We define $$\rho(x):=\sum_{n=1}^\infty 1_{\text{squarefree}}(n)\cdot\frac{\sin\left(n^2\pi x\right)}{n^2},\tag{1}$$
where the first factor inside the previous series is the characteristic function
$$1_{\text{squarefree}}(n) = \begin{cases} 1 & \text {for }n=1 \\ 1 & \text{if } \operatorname{rad}(n) = n \\ 0 & \text{if }\operatorname{rad}(n) < n \\ \end{cases},$$
with $\operatorname{rad}(n)$ denoting the radical of an integer, see this Wikipedia. Thus $1_{\text{squarefree}}(n)$ is the indicator function of squarefree numbers. See the definiton of this set for example from this MathWorld that also provide us the code SquareFreeQ[n] that I've used in my toy example:
plot sum (Boole(SquareFreeQ(n)) Sin(n^2 pi x))/n^2, from n=1 to 100, for 0<x<5
with the pupose to plot in Wolfram Alpha online calculator.

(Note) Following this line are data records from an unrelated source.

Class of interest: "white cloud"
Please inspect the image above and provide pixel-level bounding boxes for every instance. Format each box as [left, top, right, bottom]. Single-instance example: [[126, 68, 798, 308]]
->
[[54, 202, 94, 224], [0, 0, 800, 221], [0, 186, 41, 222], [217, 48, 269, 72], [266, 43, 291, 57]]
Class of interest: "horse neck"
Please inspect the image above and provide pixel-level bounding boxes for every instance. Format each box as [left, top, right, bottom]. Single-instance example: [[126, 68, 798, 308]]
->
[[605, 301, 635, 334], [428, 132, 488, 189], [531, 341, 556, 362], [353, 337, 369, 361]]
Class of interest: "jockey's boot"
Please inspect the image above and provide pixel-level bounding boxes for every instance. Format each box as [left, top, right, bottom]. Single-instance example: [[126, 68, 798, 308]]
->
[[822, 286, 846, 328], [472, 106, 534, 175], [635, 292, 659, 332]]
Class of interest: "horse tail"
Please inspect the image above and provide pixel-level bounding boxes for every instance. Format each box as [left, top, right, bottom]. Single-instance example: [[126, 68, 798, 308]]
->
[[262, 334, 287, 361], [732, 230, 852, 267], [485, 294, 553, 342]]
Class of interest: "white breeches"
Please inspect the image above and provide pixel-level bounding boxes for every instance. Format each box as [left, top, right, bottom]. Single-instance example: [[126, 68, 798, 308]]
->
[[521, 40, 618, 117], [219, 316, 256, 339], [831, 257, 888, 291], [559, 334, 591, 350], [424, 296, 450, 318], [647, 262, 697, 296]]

Definition $(1)$ is similar than Weierstrass function, see the MathWolrd's entry for Monsters of Real Analysis.
Question. Can you calculate the are under the curve (the graph of) $\rho(x)$ defined in $(1)$ over the interval $[0,\frac{1}{2}]$? If isn't possible explain what handicaps do you find when you've tried to apply your numerical methods and/or definition of integral to get it. Many thanks.
The series is uniformly convergent on $\bigl[0,{1\over2}\bigr]$, hence can be integrated termwise. One obtains $$\int_0^{1/2}{\sin(n^2\pi x)\over n^2}\>dx=0\quad(n\ {\rm\ even}),\qquad{\rm resp.,}\quad ={1\over\pi n^4}\quad(n\ {\rm\ odd})\ .$$ Now this was not terribly difficult. But anyway, we didn't have to look at the graph of the function at stake.